Pretérito Perfeito
07/11/2013 | Categoria: Crônicas, Escrita, Textos

Tentar voltar no tempo para mudar algo é a mesma coisa que tentar calçar um sapato que não te serve mais: é esforço em vão. Isso acontece porque o passado não permite que ninguém o mude, ele permanece intacto mesmo diante de suas forças para muda-lo. Não adianta bater o pé porque o que ficou para trás não muda mais.
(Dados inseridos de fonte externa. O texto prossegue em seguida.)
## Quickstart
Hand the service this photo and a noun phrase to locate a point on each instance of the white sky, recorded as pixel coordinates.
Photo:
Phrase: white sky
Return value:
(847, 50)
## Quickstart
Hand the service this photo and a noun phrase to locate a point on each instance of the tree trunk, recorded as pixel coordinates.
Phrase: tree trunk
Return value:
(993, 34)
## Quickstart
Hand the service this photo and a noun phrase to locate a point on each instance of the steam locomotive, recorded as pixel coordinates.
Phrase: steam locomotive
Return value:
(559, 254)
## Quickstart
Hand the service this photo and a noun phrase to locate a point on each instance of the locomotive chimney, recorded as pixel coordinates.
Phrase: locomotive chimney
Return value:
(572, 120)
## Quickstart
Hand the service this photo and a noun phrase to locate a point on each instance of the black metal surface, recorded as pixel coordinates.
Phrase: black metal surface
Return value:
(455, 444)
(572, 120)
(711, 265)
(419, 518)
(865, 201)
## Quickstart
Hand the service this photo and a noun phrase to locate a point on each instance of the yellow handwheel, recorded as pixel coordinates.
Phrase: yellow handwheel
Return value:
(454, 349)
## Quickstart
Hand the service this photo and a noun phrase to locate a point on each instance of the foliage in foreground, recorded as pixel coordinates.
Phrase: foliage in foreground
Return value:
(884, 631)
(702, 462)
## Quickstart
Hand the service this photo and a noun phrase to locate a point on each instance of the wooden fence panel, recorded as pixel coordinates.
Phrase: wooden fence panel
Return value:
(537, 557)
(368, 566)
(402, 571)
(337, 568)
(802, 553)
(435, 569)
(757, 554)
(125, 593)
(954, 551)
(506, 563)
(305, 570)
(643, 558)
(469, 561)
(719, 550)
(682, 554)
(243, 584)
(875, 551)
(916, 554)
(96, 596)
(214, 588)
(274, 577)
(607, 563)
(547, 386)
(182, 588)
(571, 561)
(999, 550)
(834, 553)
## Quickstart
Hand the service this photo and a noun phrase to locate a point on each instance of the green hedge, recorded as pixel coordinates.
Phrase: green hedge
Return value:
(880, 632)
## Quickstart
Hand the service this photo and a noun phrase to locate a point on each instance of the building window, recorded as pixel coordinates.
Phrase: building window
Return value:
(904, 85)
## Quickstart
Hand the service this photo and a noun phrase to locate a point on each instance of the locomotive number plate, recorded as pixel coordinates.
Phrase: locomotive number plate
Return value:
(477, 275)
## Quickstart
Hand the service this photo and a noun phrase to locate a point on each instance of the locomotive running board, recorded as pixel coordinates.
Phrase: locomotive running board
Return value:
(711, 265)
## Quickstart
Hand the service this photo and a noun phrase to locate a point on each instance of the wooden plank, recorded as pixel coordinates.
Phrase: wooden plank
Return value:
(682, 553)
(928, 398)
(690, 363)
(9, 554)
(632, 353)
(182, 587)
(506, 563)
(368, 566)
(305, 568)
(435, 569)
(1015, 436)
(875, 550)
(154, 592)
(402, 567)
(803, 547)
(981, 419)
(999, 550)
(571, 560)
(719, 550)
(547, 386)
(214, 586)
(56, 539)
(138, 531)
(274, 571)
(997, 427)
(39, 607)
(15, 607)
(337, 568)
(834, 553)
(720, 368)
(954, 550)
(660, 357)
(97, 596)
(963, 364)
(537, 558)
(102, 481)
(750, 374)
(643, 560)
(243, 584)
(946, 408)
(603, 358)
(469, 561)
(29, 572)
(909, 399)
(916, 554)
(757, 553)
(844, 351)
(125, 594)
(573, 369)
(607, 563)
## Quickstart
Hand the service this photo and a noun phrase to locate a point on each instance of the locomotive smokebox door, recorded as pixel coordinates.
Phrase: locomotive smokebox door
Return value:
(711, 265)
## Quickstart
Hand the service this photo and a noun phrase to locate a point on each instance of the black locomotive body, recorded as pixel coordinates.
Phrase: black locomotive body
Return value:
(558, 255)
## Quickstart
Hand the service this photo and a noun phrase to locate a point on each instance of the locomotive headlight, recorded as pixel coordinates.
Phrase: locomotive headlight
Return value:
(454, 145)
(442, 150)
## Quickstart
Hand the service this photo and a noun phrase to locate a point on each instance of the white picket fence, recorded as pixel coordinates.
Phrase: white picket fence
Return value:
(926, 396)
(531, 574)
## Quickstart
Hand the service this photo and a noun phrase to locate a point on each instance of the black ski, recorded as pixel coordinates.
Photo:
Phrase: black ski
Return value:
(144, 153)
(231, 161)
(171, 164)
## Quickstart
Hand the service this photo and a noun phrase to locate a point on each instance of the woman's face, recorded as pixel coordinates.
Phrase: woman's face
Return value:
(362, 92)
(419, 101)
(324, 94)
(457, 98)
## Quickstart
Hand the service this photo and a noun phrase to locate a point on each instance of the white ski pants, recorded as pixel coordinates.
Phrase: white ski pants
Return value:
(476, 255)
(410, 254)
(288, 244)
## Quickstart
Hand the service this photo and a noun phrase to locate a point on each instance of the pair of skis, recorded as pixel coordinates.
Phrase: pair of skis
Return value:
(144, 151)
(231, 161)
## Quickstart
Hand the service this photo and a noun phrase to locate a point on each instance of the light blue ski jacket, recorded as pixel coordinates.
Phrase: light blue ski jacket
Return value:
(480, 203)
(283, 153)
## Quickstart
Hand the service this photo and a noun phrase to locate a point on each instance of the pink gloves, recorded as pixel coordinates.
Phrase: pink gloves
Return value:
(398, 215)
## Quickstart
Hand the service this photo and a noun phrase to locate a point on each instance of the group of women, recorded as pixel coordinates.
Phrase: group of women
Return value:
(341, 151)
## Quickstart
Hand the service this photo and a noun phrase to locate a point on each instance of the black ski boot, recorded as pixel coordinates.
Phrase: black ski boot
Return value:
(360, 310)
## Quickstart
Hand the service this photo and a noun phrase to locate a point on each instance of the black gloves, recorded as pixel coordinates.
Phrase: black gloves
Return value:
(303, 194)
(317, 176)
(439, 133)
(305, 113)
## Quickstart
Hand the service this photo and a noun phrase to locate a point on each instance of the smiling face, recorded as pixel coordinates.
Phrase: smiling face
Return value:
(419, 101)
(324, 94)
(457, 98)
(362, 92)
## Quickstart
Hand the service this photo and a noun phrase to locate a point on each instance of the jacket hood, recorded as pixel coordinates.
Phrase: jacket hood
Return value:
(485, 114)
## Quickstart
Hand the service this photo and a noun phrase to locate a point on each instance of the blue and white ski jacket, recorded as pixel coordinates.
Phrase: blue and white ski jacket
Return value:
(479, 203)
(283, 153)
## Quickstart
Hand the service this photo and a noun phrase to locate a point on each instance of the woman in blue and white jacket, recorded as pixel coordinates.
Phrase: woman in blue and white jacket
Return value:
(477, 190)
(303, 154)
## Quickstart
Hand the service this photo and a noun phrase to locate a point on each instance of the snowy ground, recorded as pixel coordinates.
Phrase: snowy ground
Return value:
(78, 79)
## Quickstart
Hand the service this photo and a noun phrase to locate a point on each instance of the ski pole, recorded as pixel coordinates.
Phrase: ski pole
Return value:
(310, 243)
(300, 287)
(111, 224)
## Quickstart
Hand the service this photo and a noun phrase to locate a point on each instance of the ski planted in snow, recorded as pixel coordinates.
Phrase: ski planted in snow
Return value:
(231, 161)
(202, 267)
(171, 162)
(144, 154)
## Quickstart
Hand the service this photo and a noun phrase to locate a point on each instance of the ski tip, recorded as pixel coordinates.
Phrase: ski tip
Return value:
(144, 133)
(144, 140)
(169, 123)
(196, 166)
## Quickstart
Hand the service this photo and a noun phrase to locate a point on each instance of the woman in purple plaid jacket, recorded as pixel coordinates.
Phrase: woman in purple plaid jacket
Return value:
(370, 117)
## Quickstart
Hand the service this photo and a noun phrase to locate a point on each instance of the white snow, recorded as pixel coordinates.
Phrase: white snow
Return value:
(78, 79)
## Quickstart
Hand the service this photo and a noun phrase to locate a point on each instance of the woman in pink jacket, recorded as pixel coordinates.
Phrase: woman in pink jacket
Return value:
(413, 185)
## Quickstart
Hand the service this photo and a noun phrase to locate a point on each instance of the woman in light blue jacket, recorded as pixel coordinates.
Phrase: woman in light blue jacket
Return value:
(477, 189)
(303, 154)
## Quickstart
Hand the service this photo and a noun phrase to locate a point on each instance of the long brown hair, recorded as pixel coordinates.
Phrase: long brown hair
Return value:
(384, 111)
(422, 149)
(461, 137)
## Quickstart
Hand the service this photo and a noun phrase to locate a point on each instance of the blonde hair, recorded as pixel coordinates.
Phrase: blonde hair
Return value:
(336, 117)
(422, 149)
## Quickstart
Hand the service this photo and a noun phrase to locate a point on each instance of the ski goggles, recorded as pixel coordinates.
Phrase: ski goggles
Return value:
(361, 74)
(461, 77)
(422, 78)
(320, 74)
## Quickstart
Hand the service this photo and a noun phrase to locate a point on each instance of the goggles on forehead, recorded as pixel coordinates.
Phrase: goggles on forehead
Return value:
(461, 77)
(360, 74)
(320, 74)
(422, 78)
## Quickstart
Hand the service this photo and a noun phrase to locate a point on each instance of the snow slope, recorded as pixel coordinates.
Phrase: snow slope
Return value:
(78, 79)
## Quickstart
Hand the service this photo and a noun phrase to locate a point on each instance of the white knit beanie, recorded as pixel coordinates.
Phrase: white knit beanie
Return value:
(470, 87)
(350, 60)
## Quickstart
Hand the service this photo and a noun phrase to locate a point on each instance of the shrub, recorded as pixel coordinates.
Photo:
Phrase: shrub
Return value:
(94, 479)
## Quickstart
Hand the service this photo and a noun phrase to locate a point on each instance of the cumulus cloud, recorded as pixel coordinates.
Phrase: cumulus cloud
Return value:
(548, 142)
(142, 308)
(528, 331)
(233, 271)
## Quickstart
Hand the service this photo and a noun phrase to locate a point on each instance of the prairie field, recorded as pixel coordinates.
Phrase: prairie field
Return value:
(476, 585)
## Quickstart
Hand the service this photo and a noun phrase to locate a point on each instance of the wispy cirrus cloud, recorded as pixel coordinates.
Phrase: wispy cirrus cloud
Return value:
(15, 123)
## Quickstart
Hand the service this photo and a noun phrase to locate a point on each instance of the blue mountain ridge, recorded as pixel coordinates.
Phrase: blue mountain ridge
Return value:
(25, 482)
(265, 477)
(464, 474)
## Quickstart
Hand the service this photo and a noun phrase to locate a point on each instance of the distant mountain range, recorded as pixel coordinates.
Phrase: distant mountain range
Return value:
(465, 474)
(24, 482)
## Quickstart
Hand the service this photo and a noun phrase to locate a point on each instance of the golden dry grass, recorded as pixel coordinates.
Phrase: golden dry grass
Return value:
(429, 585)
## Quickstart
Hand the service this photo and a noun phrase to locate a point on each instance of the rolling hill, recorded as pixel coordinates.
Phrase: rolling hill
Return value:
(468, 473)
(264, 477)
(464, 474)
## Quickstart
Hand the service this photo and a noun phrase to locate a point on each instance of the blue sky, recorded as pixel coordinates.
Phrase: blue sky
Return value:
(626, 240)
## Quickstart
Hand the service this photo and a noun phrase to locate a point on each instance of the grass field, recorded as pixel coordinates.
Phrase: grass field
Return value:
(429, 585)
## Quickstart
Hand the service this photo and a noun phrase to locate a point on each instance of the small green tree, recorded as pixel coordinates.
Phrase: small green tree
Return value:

O que resta a nós são as lembranças, que por sinal devem ser guardadas em um local seguro com tanto carinho quanto possível.

O tempo não é como uma música onde você pode voltar e começar a ouvir desde o inicio. Ele é permanente. O que aconteceu agora não pode ser mudado depois. E também não vejo razão para tentar mudar algo. O que foi feito era o que parecia certo e mesmo que no final tenhamos errado, sempre aprendemos alguma coisa. Se todas as vezes que quiséssemos mudar o passado e pudéssemos o fazer, não sairíamos do lugar, não evoluiríamos e nunca conheceríamos o futuro.

Como diz nossa querida Clarisse Lispector: se passado fosse bom, seria presente. Aprender a perdoar o passado é a melhor forma de deixa-lo para trás. Estar de bem com ele é garantia de felicidade para o presente e futuro. Esse tempo é responsável pelo maior parte do que somos hoje e são por causa de escolhas feitas antes que encontramos onde estamos. Porque a decisão que tomamos no passado nos levou para esses caminhos que trilhamos no presente.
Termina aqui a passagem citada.